The lesson that Michelangelo seems to be teaching is that our whole idea and picture of God is a human creation. We have created God, in other words, not the other way around. There is no God outside ourselves. 

This idea, of course, is definitely subversive of the tenets of religion, and I tend to think of Michelangelo as an artist of great courage, advancing this thought, so contrary to Christian doctrine, inside a temple located within the heart of the Vatican, command central of the Catholic Church.

The suggestion that our idea and image of God is a human creation is, of course, a "modern" notion, widely acceptable to what may well be a large majority of those who ever think about theology. 

There are some other ways of trying to figure out the truth about the Creation and to understand our place in it. The Old Testament claims (in Exodus 3:14) that God is beyond any human naming or definition.

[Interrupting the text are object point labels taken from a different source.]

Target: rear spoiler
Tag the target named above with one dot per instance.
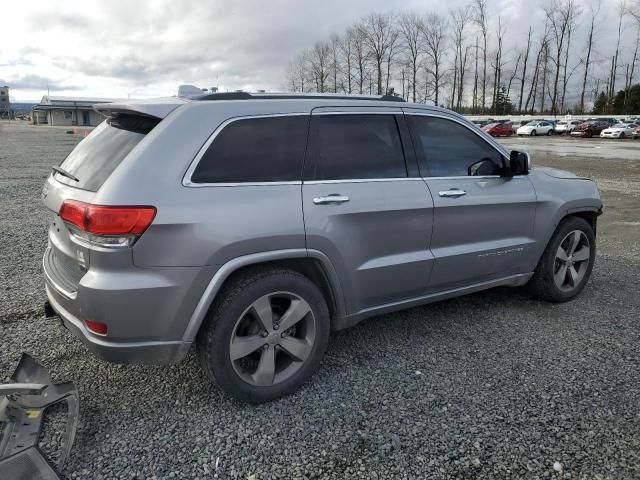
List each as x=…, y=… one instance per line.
x=153, y=107
x=23, y=405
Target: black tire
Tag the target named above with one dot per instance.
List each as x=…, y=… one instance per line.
x=217, y=331
x=542, y=284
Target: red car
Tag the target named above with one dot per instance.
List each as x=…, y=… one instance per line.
x=499, y=129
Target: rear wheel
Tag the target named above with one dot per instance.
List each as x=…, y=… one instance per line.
x=265, y=335
x=567, y=262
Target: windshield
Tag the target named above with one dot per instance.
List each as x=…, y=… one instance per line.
x=97, y=156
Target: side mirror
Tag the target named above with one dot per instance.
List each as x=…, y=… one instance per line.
x=519, y=163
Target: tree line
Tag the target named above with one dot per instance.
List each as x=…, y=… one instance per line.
x=463, y=60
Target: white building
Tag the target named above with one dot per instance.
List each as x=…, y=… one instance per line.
x=68, y=111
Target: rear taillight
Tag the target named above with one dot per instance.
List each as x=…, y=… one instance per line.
x=107, y=226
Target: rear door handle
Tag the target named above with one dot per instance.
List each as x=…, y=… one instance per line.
x=329, y=199
x=452, y=192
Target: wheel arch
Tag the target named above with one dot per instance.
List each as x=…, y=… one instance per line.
x=311, y=263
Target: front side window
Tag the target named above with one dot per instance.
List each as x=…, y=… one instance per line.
x=267, y=149
x=447, y=149
x=354, y=146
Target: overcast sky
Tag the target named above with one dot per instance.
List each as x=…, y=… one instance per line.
x=147, y=48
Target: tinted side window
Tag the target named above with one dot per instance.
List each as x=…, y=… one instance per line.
x=447, y=149
x=269, y=149
x=346, y=147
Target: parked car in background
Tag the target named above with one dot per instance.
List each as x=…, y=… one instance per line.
x=519, y=123
x=591, y=127
x=389, y=210
x=536, y=128
x=620, y=130
x=566, y=126
x=499, y=129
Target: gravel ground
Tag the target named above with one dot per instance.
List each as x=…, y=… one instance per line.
x=492, y=385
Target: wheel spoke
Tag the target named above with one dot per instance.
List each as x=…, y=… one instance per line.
x=297, y=348
x=561, y=275
x=573, y=274
x=264, y=314
x=582, y=254
x=265, y=373
x=296, y=312
x=562, y=254
x=574, y=241
x=240, y=347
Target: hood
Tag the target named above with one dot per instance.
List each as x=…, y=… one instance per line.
x=555, y=173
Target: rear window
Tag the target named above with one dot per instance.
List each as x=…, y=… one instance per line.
x=97, y=156
x=268, y=149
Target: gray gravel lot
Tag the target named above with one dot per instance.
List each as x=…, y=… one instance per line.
x=492, y=385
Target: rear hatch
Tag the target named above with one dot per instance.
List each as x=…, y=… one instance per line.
x=79, y=177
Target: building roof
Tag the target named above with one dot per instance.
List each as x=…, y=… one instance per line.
x=50, y=102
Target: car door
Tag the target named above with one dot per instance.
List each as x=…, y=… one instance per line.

When asked his name by Moses, God makes that abundantly clear: "I AM WHO I AM." The Holy God of the Jews can never be named, in witness to those words spoken to Moses. 

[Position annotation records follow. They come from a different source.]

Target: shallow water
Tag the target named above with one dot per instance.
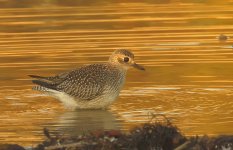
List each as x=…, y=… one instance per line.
x=188, y=73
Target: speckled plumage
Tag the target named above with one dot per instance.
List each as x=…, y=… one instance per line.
x=89, y=87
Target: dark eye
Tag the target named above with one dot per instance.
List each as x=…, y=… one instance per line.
x=126, y=59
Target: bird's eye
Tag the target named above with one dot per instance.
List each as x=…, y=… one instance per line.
x=126, y=59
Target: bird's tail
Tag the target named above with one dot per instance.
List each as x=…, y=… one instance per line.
x=43, y=83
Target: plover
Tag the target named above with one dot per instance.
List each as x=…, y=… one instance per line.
x=94, y=86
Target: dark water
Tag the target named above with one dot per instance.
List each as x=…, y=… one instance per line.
x=188, y=74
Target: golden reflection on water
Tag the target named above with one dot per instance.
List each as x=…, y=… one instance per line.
x=188, y=71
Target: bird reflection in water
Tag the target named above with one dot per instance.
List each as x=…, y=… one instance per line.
x=82, y=121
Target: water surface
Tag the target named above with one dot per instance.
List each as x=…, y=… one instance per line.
x=188, y=73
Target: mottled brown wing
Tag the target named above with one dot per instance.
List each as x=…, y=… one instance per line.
x=85, y=83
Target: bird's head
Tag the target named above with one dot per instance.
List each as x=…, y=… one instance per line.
x=125, y=59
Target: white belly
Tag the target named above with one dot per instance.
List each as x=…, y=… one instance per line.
x=70, y=102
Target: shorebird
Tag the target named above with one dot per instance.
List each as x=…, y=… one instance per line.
x=94, y=86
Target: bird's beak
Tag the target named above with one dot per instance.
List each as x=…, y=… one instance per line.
x=138, y=66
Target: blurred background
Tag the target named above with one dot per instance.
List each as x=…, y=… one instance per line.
x=185, y=46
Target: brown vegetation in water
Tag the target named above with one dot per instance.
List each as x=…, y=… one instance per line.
x=149, y=136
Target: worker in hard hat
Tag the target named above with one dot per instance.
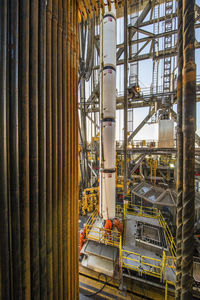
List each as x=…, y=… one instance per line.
x=108, y=228
x=82, y=239
x=118, y=225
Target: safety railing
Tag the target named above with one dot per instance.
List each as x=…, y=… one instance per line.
x=143, y=211
x=108, y=237
x=169, y=236
x=146, y=265
x=92, y=218
x=90, y=200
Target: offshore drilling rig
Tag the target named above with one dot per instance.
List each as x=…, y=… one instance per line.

The New Testament idea, of course, is a pretty radical departure from that. Jesus, undeniably human, a person who bleeds when pierced and who dies on a cross, essentially claims that the Old Testament idea that we can never know God must be modified in a significant way. Jesus himself, so human, claims to incorporate God in his human form: "I am in the Father and the Father is in me" (John 14:11). When we wish to see God and to comprehend his being, Jesus suggests that we should look into the human face.

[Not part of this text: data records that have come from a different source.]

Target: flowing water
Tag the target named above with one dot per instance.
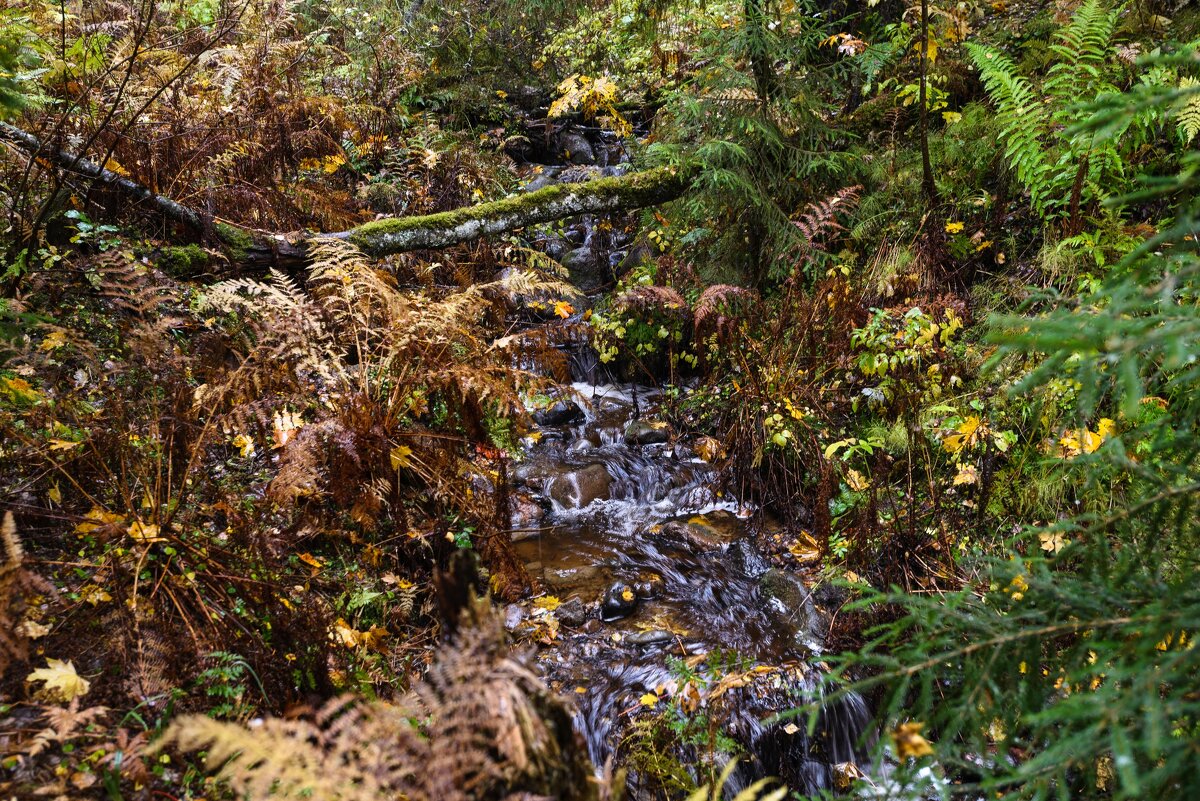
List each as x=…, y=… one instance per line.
x=665, y=577
x=659, y=577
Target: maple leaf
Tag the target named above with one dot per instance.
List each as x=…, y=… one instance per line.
x=61, y=680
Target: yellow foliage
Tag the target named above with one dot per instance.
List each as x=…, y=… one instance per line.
x=61, y=680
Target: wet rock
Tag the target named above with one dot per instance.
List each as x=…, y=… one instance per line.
x=619, y=601
x=526, y=511
x=561, y=413
x=649, y=637
x=513, y=616
x=649, y=585
x=571, y=613
x=579, y=488
x=647, y=432
x=793, y=601
x=745, y=559
x=585, y=269
x=576, y=149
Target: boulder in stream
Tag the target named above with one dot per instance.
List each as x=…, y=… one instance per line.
x=571, y=613
x=582, y=486
x=619, y=601
x=561, y=413
x=647, y=432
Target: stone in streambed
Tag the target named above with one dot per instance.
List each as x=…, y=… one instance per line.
x=651, y=637
x=619, y=601
x=649, y=585
x=561, y=413
x=579, y=488
x=647, y=432
x=571, y=613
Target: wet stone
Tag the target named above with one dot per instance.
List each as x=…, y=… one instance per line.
x=619, y=601
x=571, y=613
x=647, y=432
x=580, y=488
x=561, y=413
x=649, y=637
x=648, y=585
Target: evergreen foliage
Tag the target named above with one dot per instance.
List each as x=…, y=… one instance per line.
x=1068, y=668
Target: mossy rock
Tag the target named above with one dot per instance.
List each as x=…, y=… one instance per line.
x=184, y=260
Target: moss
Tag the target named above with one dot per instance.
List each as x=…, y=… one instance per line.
x=628, y=191
x=237, y=241
x=183, y=262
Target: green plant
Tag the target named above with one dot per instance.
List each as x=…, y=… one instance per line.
x=1067, y=668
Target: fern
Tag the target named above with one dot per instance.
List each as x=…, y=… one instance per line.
x=1053, y=158
x=1020, y=115
x=1187, y=113
x=492, y=732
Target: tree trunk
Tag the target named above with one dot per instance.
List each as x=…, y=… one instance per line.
x=927, y=169
x=257, y=250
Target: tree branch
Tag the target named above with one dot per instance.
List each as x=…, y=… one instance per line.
x=381, y=238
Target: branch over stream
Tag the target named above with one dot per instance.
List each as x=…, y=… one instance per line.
x=257, y=250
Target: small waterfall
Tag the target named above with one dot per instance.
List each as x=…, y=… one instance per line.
x=648, y=516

I do think about theology (quite a bit, as a matter of fact), so I have naturally puzzled over these thoughts about the nature of God, and whether or not God "exists," in any sense different from the obvious fact that God exists as an idea that human beings have developed. I cannot, in the end, come down on the side that believes that we have "created God," though I admit that our "ideas" and our "pictures" of God are all human creations. Inevitably, since we are human, they would have to be. 

In my opinion, the Old Testament gets it right in saying, as Moses tells the story of his personal encounter with God, that the one true claim about God is that God is beyond naming and claiming. I happen to think that Jesus gets it right, too, by suggesting that we should look for God within ourselves, within each and every human person. The Quakers have a little phrase that gets to this: "There is that of God in every person." 

The bottom line theological truth, for me, is that "something is happening here," and we don't know what it is. We live, we know not why, but being alive is serious. Naturally, as we try to explain the unexplainable, we conjure up pictures (like the one on the ceiling of the Sistine Chapel), but the important truth is to recognize that the things that we have done, and that we have created, are all subsidiary, and wholly dependent on the existence that "God" created. Failure to admit our dependence upon the Creation, and to recognize our status as creatures in a world that makes our life possible, is the very definition of sin. That's what I learned from Professor James Sanders, at Union Theological Seminary, in 1971.

And sin is a serious mistake. Forgetting that we are utterly dependent on the Creation is a fundamental error in understanding, and will have serious consequences. As the Bible suggests, "the wages of sin is death" (Romans 6:23). 

The global warming crisis that threatens to sweep away all of our human creations in flood and fire is the perfect example, it seems to me, of how we need to have a right relationship with the Creator of all life, however depicted, and however unknowable. 

This is just a little thought for a Sunday, aimed at those who like to think about theology from time to time.